Despite recognizing Timley's construction of the phrase “force or fear” as establishing alternative means of committing rape, the final paragraph of the alternative means analysis in Wright suggests that the Wright court actually considered force or fear as a single means of committing rape because the only evidence the court cited to support the defendant's rape conviction was evidence showing that the victim was overcome by fear. The Wright court neither mentioned nor analyzed the lack of evidence suggesting that the victim was overcome by force. Admittedly, the defendant in Wright did not specifically raise the argument that force or fear are alternative means of committing rape, but if the phrase truly establishes alternative means—as the Wright court recognized was Timley's holding—then the rape conviction in Wright should have been reversed due to insufficient evidence showing that the victim was overcome by force. However, because the rape conviction was found to be supported by sufficient evidence, Wright can be read as implicitly construing force or fear as a single means of committing rape.
Regardless of whether Wright should be read as an acceptance or ultimate rejection of Timley's construction of the phrase force or fear, one thing is clear: Timley reached the conclusion that the phrase establishes alternative means of committing rape without conducting any analysis of the statutory language. This implies that the Timley court simply assumed that the appearance of an “or” in statutory language automatically creates alternative means for committing a crime. As noted above, the Brown decision did away with this assumption and established a framework for determining for each statute what the legislature's use of the disjunctive “or” is intended to accomplish—establish alternative means or options within a means. Based on Brown and its progeny, we conclude that sexual intercourse with a person who does not consent under circumstances when the victim is overcome by force or fear is a single, unified means of committing rape. Accordingly, sufficient evidence supports a defendant's conviction for rape under K.S.A. 21–3502(a)(1)(A) when the jury was instructed that it must find that the victim was overcome by force or fear and evidence of either force or fear was presented at trial. Language contained in Timley and Wright suggesting otherwise is specifically disapproved.

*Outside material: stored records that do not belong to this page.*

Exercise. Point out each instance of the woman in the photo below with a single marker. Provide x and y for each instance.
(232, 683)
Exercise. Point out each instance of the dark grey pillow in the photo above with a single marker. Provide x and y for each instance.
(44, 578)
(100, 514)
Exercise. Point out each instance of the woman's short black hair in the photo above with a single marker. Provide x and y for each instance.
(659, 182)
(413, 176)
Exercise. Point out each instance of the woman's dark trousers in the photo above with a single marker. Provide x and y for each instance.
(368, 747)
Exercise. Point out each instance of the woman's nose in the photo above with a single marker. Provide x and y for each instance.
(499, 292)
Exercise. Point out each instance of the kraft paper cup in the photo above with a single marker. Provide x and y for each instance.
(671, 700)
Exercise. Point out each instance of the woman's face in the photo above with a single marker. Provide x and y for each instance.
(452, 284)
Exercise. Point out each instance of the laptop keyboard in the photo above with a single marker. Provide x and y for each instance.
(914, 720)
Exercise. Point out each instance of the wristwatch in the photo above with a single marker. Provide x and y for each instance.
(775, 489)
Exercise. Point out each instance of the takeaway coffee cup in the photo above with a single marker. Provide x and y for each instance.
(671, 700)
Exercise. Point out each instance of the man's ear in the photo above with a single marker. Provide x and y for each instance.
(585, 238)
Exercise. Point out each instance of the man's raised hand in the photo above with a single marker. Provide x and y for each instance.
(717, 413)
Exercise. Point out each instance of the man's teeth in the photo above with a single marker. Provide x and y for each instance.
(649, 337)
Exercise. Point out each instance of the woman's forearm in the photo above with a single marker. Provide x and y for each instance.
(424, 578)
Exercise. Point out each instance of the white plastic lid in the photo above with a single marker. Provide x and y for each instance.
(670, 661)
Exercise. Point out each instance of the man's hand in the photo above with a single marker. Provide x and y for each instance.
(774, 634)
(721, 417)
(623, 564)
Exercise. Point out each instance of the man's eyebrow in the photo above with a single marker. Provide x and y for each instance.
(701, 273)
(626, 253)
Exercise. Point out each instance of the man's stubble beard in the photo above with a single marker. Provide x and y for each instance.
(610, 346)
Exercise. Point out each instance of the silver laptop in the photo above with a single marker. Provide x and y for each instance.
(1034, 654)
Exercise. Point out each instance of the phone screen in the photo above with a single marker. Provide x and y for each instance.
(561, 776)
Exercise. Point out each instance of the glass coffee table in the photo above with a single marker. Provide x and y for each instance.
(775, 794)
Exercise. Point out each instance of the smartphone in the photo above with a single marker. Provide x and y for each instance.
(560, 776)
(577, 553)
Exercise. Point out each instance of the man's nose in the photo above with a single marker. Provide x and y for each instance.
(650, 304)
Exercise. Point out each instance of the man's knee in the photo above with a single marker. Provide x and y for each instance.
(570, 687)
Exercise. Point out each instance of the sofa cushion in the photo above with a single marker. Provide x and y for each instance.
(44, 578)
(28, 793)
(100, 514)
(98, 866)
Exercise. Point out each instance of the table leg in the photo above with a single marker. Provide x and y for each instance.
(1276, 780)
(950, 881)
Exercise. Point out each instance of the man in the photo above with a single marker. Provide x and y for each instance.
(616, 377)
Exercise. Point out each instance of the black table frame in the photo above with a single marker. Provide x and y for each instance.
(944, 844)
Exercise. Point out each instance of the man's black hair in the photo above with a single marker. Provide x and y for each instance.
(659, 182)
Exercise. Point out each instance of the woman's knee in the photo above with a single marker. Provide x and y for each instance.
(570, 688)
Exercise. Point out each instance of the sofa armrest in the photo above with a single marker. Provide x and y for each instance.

As mentioned above, Nunez concedes on appeal that the State presented sufficient evidence that M.N. was overcome by force when he had nonconsensual sex with her in the bedroom. Because this evidence is sufficient to show that Nunez raped M.N. in violation of K.S.A. 21–3502(a)(1)(A), we affirm the Court of Appeals' decision affirming Nunez' conviction for rape.
Judgment of the Court of Appeals affirming the district court is affirmed. Judgment of the district court is affirmed.